As maturing trees have shed their leaves, natural mulch is created, which feeds snails, centipedes and various fungi species. On re-planting heritage species, he saw a rise in the numbers of iconic and endemic birds, such as doves and red shining parrots and bats each year.
“The ground is softer, easier to dig into, holds more moisture, and is a rich black colour. And with trees in place, the rich top soil does not wash away as easily in the rain,” he says.
John Bennet, a prominent ethnobotanist in the Pacific region, says such an approach is ideal, but as prices for some crops soar – particularly kava, the root of which is ground up and mixed with water into a traditional psychoactive brew, which is starting to gain international appeal – it is difficult to persuade some farmers, especially those with limited leases, to prioritise soil health over profit.
“Some farmers practice intercropping,” said Bennet. “But with increased mono-cropping of kava due to its increased value, many areas are being opened up to plant kava with little regard to sustainability”.
After witnessing the positive results, farmers who work on Sapra’s farm have begun adopting similar practices on their lands.
When Fiji was hit by Tino, a category-3 cyclone in January – the second cyclone to hit the country in less than a month – there was minimal damage to Sapra’s crops and soil, something he credits to the regenerative agriculture practices he has implemented.
As experts warn that warming seas will result in more frequent cyclones across the Pacific, working to protect agricultural land is essential.

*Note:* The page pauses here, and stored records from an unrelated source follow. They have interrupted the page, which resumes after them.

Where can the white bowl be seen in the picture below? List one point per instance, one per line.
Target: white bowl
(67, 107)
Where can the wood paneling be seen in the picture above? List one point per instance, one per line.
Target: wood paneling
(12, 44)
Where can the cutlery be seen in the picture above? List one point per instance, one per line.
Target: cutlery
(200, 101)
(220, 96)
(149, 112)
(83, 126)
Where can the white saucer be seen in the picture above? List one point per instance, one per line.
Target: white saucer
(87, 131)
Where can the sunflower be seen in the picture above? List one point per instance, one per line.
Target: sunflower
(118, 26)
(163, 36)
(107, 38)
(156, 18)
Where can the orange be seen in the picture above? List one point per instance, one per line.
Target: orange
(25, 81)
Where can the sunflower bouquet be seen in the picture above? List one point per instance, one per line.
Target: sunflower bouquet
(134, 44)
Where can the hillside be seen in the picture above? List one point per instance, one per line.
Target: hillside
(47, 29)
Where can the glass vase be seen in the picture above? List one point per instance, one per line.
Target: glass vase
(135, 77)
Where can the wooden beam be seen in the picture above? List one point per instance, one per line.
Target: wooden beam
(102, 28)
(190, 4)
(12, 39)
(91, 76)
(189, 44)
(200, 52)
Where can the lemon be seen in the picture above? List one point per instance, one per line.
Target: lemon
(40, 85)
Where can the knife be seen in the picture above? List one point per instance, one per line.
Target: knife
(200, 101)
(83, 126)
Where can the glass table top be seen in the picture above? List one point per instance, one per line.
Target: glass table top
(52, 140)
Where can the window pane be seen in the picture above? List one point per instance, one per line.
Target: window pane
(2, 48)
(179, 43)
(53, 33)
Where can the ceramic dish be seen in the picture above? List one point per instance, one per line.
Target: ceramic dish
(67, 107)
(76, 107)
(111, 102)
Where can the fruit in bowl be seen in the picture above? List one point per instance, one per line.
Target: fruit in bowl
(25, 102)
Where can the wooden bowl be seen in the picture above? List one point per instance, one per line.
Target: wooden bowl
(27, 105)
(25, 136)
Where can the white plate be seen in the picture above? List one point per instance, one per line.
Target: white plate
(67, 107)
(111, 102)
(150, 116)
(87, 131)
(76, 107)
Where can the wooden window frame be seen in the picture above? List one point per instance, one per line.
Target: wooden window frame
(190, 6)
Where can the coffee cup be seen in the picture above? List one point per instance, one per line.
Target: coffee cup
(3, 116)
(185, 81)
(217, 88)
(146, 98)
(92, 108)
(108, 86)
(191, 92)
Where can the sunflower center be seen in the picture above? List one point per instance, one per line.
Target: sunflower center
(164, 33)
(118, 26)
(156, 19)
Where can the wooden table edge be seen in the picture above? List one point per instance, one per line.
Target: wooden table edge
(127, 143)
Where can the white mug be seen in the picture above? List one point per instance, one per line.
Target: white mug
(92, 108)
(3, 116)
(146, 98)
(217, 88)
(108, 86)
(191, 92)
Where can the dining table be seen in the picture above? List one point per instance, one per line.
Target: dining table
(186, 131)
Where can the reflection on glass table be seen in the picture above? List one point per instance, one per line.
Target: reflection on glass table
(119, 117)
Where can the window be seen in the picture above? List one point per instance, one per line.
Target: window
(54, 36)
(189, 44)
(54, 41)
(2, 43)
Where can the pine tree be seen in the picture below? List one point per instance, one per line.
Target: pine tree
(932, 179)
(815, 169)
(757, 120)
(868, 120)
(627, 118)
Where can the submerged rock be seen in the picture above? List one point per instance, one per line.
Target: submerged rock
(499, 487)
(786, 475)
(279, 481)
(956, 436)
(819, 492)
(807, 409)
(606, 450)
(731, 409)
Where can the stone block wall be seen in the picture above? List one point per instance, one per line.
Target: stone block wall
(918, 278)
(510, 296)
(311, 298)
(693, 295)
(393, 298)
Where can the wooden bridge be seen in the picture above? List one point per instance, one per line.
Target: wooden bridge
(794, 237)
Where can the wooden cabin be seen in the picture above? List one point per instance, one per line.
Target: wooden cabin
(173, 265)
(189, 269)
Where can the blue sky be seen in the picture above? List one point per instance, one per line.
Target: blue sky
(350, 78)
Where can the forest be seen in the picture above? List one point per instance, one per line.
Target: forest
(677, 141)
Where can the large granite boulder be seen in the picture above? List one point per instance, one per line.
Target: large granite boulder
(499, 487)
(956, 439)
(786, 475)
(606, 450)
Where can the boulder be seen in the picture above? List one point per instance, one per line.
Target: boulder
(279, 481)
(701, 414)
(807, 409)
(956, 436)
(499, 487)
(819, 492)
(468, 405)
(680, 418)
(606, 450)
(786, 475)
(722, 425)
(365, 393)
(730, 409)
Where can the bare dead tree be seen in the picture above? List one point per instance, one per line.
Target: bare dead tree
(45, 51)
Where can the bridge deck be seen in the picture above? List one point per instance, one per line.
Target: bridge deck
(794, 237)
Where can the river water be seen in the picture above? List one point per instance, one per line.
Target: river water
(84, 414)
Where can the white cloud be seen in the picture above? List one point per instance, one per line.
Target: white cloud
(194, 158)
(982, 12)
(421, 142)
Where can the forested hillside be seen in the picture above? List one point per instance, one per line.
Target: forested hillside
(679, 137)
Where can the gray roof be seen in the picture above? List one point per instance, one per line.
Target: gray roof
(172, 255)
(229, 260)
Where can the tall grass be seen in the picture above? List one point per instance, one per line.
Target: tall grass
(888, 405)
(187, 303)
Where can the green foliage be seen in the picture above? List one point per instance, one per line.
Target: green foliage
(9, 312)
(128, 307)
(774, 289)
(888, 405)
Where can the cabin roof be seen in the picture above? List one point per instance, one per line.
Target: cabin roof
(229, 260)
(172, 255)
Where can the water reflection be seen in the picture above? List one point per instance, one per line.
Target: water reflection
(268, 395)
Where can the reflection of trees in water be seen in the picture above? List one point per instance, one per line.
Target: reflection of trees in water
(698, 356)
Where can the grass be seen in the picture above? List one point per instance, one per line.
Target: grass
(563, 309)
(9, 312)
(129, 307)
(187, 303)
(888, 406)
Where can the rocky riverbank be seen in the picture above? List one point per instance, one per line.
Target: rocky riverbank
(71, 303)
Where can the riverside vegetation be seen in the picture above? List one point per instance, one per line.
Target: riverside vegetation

Bennet says Sapra is on the right path. “Abhishek’s holistic approach is, without question, both appropriate, and, with our present climate anomalies, imperative.”
For Sapra, his methods are equally motivated by philosophy and economy.
“The main purpose is to create a working farm resilient to harsh climate, where people are able to make economical use of the land without degrading the environment,” said Sapra.